My strategy was to provide a crutch for Marc during his runs in Central Park. The plan was for me to cycle alongside him, providing electrolyte drinks, energy gels, timing his runs, telling him when to take a walking break, when to slow down and when to speed up. Mostly, I’d be there for him – his security blanket – during those runs. He wouldn’t be alone. We were going to follow his past marathon training plan, gradually increasing his long runs until he was able to run for three and a half hours. He would then feel confident in his ability to finish the marathon. My strategy would be to keep him moving forward, but to keep him in a comfortable zone most of the time. I would regularly check on his status – physical as well as mental. We didn’t have a lot of time – three months to go from a 30 minute run to a 230 minute run. I was confident we could do it. Before his surgery he had already proved himself a marathoner four times. Marc was determined to complete the marathon. I needed to make sure he did. Keep in mind, he is obviously a highly driven type A personality - being Chief of Surgery is high pressure job which deals with life and death on a daily basis. High stress job – that’s an understatement for sure. I know that anyone who is this driven in their profession, can surely overcome the post surgical obstacles and see the marathon goal to its finish. A tough task for him, no doubt, but understanding where he is coming from and seeing that he is certainly a strong, goal oriented person gave me great confidence in his ability to meet this goal. This was to be a rewarding and truly exciting challenge for both of us!

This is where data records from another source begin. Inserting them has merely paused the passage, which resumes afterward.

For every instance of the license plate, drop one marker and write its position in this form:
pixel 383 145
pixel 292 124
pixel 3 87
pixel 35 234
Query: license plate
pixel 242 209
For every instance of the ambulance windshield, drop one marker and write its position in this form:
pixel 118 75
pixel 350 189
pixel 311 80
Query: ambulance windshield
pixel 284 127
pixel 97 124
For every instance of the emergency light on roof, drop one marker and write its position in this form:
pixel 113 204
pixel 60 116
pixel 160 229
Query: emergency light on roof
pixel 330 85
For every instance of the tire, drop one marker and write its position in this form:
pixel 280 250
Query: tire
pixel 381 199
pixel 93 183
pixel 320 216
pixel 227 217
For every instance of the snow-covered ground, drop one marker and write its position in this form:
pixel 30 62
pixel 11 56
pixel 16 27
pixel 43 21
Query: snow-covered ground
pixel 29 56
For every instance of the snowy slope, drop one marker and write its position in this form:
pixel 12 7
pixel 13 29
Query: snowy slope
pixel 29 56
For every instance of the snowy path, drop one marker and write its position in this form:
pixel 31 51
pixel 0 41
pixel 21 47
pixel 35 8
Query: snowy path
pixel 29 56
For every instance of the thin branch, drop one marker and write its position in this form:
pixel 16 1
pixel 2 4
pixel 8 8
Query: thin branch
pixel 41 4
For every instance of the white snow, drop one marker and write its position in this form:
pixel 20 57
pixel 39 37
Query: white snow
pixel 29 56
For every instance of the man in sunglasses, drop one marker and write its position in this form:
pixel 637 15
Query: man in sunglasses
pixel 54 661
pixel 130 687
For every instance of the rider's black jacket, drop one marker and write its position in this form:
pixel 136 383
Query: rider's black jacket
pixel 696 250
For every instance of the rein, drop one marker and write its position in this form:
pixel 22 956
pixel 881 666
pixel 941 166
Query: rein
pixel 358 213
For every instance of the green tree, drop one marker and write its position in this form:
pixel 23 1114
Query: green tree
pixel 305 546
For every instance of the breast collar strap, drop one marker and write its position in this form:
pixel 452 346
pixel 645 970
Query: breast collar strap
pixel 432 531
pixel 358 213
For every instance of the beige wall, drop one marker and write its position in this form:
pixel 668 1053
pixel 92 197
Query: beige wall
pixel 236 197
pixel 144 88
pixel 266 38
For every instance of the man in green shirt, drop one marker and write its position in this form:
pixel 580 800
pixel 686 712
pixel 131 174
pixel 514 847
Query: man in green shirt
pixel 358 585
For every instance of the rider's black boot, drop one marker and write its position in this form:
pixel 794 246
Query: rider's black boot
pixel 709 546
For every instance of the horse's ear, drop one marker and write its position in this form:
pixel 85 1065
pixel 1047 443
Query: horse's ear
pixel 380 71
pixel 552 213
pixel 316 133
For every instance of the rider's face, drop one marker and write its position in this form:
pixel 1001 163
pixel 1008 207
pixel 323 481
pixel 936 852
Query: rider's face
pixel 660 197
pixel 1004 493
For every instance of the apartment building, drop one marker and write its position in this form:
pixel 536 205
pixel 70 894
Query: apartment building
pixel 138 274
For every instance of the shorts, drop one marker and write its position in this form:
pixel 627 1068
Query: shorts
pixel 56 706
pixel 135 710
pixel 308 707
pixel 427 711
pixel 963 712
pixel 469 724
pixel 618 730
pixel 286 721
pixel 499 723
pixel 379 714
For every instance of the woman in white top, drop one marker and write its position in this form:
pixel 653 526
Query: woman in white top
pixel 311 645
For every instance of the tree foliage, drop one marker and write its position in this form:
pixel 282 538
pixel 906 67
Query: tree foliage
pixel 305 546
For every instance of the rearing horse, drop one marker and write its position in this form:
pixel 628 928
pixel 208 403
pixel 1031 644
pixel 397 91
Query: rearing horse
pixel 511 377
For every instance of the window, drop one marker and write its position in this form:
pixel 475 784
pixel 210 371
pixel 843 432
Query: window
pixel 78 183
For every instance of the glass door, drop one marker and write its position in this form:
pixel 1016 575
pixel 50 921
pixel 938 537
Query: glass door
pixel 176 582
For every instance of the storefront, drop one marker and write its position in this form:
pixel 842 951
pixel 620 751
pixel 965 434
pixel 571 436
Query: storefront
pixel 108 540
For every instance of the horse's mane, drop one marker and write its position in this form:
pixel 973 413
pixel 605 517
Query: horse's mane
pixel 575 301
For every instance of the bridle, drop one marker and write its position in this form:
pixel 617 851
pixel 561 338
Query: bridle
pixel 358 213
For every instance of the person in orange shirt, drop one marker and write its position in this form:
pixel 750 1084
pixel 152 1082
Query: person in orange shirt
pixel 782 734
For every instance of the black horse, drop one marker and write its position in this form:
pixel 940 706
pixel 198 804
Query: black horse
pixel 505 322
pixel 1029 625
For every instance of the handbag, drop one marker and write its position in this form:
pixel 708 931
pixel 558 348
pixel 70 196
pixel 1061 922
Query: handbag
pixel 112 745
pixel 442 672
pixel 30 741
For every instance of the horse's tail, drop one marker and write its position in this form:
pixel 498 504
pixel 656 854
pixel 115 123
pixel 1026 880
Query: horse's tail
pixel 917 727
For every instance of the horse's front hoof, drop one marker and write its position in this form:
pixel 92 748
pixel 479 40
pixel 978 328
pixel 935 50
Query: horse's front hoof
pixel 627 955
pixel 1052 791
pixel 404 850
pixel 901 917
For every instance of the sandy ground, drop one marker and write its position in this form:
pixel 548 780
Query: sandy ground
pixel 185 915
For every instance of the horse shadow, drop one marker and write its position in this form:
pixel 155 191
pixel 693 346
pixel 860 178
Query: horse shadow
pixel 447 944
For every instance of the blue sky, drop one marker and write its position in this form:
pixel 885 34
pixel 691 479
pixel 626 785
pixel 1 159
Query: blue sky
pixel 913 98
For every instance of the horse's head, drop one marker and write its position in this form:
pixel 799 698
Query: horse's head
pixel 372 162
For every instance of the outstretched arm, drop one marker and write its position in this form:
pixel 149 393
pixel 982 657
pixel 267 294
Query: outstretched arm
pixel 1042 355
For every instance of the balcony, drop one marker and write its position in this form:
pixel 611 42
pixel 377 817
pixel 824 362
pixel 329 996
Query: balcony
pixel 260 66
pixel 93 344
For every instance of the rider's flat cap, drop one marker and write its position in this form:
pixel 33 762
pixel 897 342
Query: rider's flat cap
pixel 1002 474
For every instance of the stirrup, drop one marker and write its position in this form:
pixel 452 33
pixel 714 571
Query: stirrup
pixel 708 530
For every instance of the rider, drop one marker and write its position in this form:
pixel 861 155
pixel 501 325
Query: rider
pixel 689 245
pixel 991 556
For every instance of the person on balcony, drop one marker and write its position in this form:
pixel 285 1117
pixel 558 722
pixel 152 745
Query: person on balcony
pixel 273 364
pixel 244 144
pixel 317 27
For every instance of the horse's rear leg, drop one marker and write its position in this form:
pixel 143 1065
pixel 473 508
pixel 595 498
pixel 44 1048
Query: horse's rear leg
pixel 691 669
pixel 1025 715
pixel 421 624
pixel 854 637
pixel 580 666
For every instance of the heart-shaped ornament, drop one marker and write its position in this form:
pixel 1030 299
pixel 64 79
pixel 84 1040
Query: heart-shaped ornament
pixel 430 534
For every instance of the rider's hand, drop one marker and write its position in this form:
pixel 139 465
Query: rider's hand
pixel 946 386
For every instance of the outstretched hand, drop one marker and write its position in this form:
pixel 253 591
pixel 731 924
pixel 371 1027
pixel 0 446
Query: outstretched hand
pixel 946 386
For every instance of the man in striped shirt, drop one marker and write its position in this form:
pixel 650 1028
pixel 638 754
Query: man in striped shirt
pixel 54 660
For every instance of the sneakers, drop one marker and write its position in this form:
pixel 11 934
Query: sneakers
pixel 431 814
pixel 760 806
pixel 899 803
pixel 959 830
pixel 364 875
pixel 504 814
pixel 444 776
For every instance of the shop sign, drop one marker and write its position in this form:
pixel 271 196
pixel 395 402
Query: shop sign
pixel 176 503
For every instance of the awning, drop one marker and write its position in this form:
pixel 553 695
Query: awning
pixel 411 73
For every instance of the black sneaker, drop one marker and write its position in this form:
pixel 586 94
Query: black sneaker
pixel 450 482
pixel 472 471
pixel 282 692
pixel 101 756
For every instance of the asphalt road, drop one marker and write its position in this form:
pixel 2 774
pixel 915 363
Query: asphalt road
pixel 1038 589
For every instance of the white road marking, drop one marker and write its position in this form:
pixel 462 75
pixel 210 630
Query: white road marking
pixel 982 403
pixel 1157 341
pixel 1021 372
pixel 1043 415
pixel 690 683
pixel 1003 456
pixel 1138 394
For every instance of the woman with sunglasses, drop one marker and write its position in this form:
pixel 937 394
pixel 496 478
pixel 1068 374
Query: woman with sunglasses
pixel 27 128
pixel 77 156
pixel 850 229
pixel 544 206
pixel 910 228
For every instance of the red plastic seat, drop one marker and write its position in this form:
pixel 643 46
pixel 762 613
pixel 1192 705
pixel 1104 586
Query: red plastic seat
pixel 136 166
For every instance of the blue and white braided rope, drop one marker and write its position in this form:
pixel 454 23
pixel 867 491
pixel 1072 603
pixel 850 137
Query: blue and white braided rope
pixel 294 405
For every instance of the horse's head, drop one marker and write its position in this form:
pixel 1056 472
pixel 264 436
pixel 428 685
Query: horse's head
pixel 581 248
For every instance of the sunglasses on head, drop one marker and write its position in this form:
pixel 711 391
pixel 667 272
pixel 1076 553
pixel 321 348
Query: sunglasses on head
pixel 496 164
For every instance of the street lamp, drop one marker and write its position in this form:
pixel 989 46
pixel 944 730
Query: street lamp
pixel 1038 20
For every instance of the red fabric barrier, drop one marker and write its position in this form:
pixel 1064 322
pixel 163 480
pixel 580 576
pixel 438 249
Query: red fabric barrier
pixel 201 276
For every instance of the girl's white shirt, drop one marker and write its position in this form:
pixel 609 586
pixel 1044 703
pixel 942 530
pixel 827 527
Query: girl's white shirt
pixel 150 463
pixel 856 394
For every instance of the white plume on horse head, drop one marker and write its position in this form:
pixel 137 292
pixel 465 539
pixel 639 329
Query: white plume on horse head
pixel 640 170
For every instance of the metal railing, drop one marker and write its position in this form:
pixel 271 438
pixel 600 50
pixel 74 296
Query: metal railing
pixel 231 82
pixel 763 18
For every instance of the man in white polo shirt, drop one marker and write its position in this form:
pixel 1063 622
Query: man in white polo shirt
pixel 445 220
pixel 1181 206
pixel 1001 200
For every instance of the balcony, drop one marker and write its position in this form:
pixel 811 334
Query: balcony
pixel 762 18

So, we talk. We talk about running in NYC – I’ve been doing it for 26 years. We talk about the logistics of the NYC Marathon – getting to the start, fueling, extra clothes, the bridges, the crowds and the runners. I’ve run the NYC Marathon 13 times. I’ve watched it change from a race of fewer than 3,000 runners to over 30,000 runners. I’ve started with the local elites and at the back of the pack. I’ve run it fast and I’ve run it slow. I have run it with extremely competitive time goals and I’ve run it just to see the city and the neighborhoods and high five the kids and listen to the bands along the route. However, there is one, almost unconceivable way that I have never had to run it – with the fears and concerns of being a post cardiac surgery runner. We talk about fueling, clothes, and hydration. We talk about the hills, bridges and crowds. Marc doesn’t show his fear, he can talk about his fear, but you need to look closely to see it. If you look closely, you will also see the joy - the joy of a second chance at life and a fifth chance at running the New York City Marathon!
Marc has taught me a new appreciation for running. I’ve struggled lately with my own running, doing the miles and staying focused has been difficult. But, I’ll run with Marc this year. I’ll be at his side for 26 miles, 385 yards. I won’t have time to worry about finishing the marathon myself; I’ll be making sure Marc makes it to the finish line. Marc has a second chance; I’m going to be there every step of the way.